2021年1月12日、赤尾神父様による「朝のこころ」です。

【2021年1月12日 朝のこころ】「真の自己を求めて ~『十牛図』が語ること」

 新しい一年が始まりました。今年は丑年です。聖書の中で最もポピュラーな動物は羊ですが、牛もよく登場します。また、ヒンドゥー教では牛は崇拝の対象となっています。

  仏教では、禅宗の「十牛図」と言われるものが有名です。十牛図は中国の宋の時代に書かれた禅の入門書で、悟りに至る禅の修行が牛を探し求めて様々な行動をする十の段階になぞらえられ、真の自分自身が牛にたとえられています。簡単にこの段階を説明すると、ある人が牛を探し始め、牛の足跡を見て追いかけ、ついに牛の姿を見つけ、この牛に近づいて縄をかけてつかまえ、暴れる牛を飼い慣らしておとなしくさせ、牛の背に乗り身を任せて家に帰り、家に帰り着いたら牛のことなど忘れてしまったかのように執着せずのんびりと過ごし、自分自身や牛をつかまえたことさえ忘れて、何事にもとらわれない姿で他の人と出会い、その出会った人が自分の牛を探し求める手助けをする、という流れです。

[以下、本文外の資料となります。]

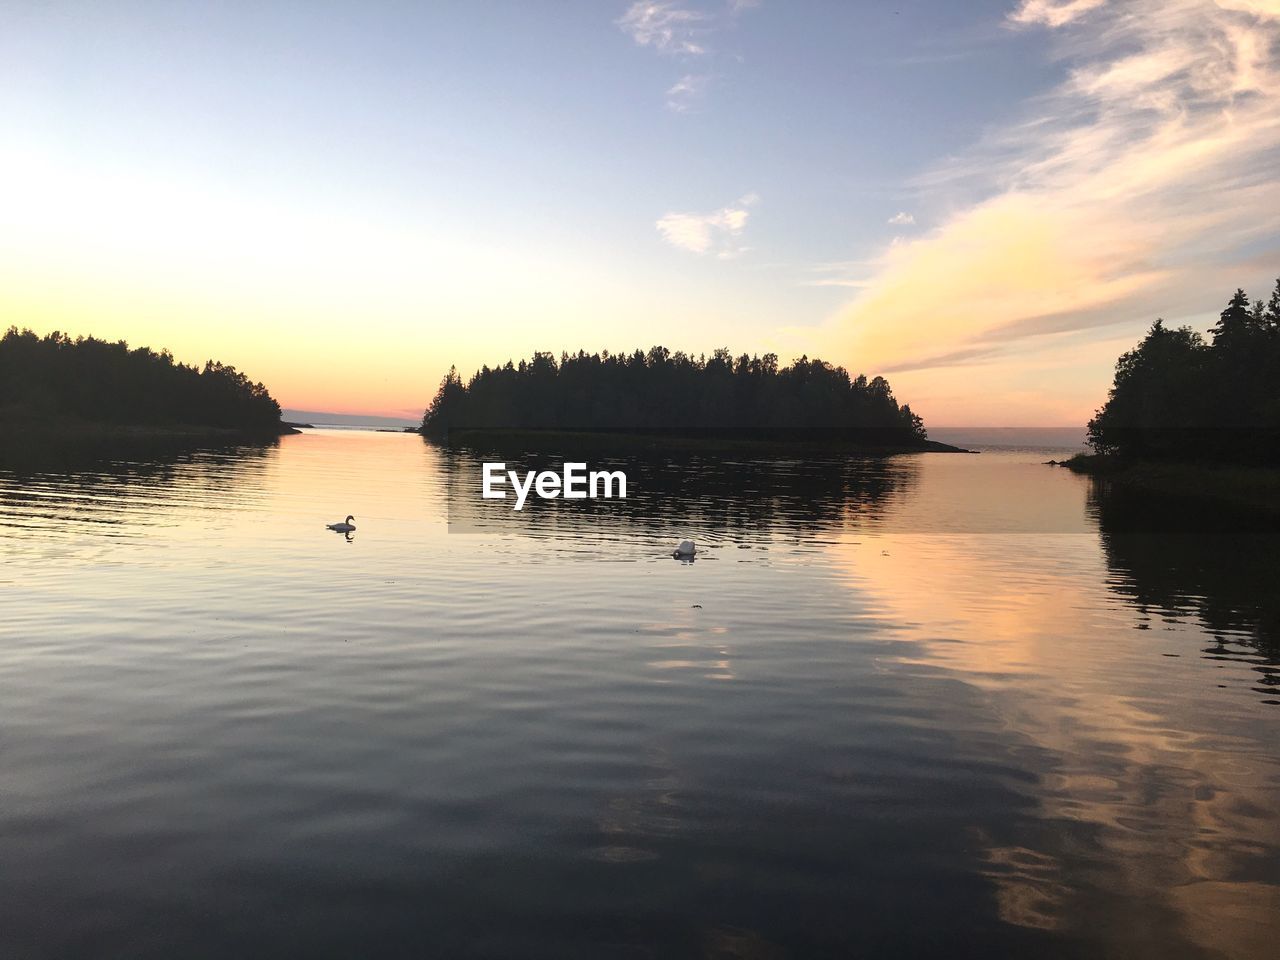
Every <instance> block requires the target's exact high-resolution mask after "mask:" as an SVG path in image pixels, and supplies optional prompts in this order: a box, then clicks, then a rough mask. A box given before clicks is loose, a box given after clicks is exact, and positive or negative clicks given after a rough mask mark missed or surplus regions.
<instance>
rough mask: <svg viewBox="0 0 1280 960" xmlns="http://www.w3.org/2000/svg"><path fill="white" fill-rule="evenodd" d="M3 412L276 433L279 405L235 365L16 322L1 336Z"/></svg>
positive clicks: (16, 414) (268, 393) (0, 406)
mask: <svg viewBox="0 0 1280 960" xmlns="http://www.w3.org/2000/svg"><path fill="white" fill-rule="evenodd" d="M0 410H6V411H9V412H10V415H18V416H26V417H36V419H40V417H54V416H63V417H78V419H82V420H90V421H96V422H111V424H146V425H174V424H182V425H193V426H216V428H225V429H232V430H243V431H255V433H271V431H275V430H276V429H278V428H279V424H280V406H279V404H278V403H276V402H275V401H274V399H273V398H271V394H270V393H268V390H266V388H265V387H264V385H262V384H260V383H253V381H252V380H250V379H248V378H247V376H244V374H242V372H239V371H238V370H237V369H236V367H233V366H228V365H225V364H219V362H216V361H212V360H211V361H209V362H207V364H205V366H204V367H195V366H187V365H186V364H178V362H174V358H173V355H172V353H169V352H168V351H161V352H159V353H156V352H154V351H151V349H148V348H146V347H138V348H136V349H129V346H128V344H127V343H125V342H123V340H120V342H118V343H108V342H106V340H100V339H96V338H93V337H78V338H76V339H72V338H70V337H68V335H67V334H63V333H51V334H49V335H47V337H38V335H36V334H35V333H32V332H31V330H18V328H15V326H10V328H9V330H8V332H6V333H5V335H4V337H3V338H0Z"/></svg>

 これが真の自己、本来の自分を求める人のあり方を示しています。牛は普段のんびりしたように見えながら、いったん暴れ出すと手がつけられない、私たちの心も同じです。また、私たちが追い求める理想に至るための方法や、こうなりたいという目標さえ自分でもわからないということがよくあります。自分のこだわりにとらわれすぎると身動きが取れなくなることもあります。一方で、特別に意識する必要もないほど身につくと、ありのままの自分で人と関わりながら周りに良い影響を与えることにもなります。

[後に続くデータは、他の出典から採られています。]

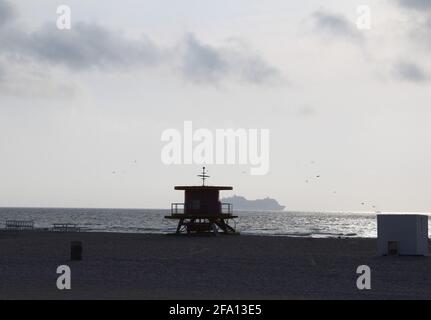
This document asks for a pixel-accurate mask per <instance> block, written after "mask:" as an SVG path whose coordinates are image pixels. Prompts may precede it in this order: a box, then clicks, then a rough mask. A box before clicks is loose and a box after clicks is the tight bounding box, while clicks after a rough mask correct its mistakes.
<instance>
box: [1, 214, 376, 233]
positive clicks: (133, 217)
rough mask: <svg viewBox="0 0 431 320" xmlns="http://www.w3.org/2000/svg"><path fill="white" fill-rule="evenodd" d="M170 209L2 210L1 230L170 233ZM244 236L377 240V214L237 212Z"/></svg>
mask: <svg viewBox="0 0 431 320" xmlns="http://www.w3.org/2000/svg"><path fill="white" fill-rule="evenodd" d="M169 213H170V212H169V210H168V209H56V208H49V209H46V208H0V228H3V227H4V223H5V221H6V220H33V221H34V223H35V227H36V228H42V229H43V228H50V227H52V224H54V223H76V224H78V225H79V226H80V227H82V230H83V231H97V232H126V233H128V232H135V233H170V232H174V231H175V228H176V222H175V221H172V220H167V219H164V216H165V215H167V214H169ZM235 214H237V215H238V216H239V217H238V219H236V221H235V223H236V227H237V230H238V231H240V232H241V233H242V234H253V235H273V236H291V237H314V238H325V237H361V238H375V237H376V236H377V230H376V214H375V213H327V212H289V211H283V212H241V211H240V212H235Z"/></svg>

 新年が始まり、皆さんも今年の抱負や目標を立てたり、いろんな希望を持ったりしているでしょう。私たちそれぞれが追い求めたい、成し遂げたい「牛」は、なかなか見つからなかったり、とんでもない暴れ牛で手なずけるのが難しかったりするかもしれません。けれども、その牛は簡単につかまえられるものではなく、いくつもの段階を乗り越える必要があるということを心に留めたいと思います。なかなかうまくいかない、時間がかかるのは当然のことです。あせらずくさらず、すぐに諦めたりせず、理想の「牛」の実現のために猪突猛進とはいかなくても、牛歩のようであっても一歩一歩前に進んでいきましょう。